At first, hibernate did not work at all. This thread pointed me in the right direction. I had to:
- Set up a separate swap partition with enough space to hold the entire physical RAM
- Disable SecureBoot (the Ubuntu installer advises you to do this, but I was lazy)
- Update GRUB configuration to read the recovery image from the swap partition
Once hibernation was working, the next step was to get suspend-to-hibernate to work. The idea is that the following happens:
- You close the laptop lid
- The system automatically goes into suspend. This is a low-power mode that drains the battery slower than regular operation, but allows fast recovery.
- After some time passes (e.g. 1 hour), the system automatically goes into hibernation. This mode does not drain the battery over time, so it’s ideal for laptops.
- You open the laptop lib
- The system thaws, and after 30s or so you go back to work
If you re-open the lid before the required time elapses, the system unsuspends, and you go back to work almost immediately. With this approach, you get the best of both worlds:
- Fast recovery (if the suspended time has been short)
- Longer battery life
Making this work is more difficult than it sounds. Adding a new service looked promising, but it did not work:
Failed to hibernate system via logind: There's already a shutdown or sleep operation in progress
This thread addressed the issue, but did not work for me.

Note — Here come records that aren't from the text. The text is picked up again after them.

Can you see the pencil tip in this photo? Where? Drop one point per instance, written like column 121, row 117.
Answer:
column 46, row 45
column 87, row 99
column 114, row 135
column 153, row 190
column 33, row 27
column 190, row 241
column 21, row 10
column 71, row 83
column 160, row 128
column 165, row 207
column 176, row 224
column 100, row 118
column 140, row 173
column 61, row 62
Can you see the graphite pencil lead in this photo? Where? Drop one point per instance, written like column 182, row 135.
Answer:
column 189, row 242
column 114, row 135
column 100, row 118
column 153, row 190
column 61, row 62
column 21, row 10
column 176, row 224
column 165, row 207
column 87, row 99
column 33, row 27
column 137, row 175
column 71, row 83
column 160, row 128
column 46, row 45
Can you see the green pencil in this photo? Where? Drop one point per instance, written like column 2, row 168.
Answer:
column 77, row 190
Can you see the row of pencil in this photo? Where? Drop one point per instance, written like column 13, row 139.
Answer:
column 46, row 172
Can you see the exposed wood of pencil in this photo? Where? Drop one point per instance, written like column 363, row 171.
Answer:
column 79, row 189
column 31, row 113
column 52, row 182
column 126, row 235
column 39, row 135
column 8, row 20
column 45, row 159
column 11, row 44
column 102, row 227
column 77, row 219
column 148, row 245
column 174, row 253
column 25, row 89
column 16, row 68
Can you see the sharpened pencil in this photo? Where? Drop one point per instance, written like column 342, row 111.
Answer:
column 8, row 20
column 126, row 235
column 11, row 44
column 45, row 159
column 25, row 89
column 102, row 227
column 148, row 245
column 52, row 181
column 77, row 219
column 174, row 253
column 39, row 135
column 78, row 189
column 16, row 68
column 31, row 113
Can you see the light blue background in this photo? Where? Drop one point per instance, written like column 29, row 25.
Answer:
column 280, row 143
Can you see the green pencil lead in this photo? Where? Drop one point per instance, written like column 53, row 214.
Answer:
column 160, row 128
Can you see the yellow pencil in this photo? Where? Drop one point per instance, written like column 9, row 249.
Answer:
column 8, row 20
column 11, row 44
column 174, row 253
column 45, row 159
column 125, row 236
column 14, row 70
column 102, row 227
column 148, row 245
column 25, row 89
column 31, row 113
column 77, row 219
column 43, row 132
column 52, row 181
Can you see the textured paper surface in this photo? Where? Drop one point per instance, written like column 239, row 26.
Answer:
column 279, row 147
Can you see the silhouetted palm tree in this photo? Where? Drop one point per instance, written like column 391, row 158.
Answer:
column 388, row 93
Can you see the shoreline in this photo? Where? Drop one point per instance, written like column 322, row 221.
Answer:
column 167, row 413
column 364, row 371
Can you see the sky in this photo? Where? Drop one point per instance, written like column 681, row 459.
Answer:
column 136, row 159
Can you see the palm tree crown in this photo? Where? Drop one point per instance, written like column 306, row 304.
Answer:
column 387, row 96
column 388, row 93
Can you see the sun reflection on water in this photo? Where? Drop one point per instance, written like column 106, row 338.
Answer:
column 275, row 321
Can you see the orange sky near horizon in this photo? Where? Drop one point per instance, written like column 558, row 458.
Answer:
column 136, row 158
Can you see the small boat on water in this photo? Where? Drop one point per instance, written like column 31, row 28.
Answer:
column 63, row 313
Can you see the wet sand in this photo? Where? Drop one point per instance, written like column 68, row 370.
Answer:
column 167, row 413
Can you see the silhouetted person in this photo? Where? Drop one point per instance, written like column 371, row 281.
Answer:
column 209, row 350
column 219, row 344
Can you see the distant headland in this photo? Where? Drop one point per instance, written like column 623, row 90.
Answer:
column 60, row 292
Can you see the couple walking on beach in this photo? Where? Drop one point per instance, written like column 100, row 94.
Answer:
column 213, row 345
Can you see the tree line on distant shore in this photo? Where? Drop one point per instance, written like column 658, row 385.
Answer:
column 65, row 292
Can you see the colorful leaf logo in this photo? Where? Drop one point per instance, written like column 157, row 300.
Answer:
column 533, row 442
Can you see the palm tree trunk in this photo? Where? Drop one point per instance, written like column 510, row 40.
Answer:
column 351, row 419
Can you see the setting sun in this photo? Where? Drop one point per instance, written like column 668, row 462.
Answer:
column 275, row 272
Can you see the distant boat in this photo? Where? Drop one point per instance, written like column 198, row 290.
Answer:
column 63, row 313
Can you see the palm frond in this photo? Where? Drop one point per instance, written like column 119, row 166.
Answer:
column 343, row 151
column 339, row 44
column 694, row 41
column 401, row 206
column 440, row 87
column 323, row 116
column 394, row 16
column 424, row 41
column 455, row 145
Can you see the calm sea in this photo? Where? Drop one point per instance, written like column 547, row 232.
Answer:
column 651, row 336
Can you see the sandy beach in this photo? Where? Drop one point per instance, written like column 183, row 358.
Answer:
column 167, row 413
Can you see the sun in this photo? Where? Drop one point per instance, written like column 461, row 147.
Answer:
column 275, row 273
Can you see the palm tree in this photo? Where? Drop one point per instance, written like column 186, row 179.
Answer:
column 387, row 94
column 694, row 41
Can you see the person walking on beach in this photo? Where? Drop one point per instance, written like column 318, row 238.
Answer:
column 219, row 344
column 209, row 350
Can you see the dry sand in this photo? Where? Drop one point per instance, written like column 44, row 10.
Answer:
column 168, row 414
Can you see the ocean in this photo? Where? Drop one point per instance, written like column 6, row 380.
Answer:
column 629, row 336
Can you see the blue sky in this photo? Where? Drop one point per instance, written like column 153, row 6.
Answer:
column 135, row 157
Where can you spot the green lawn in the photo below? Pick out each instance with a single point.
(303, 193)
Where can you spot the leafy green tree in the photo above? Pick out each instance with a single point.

Interestingly, it looks like the new systemd version 239 supports suspend-then-hibernate out of the box, but it’ll be a while before it arrives in Ubuntu. I’m running an LTS version, so it’s likely that it’ll never arrive until I upgrade distros.
In the end, I gave up on hibernate-then-suspend. For the time being, I’ve set up the notebook to always hibernate on lid close. Waiting 30s for it to thaw each time I open the lid is a PITA… we’ll see how long I can tolerate it.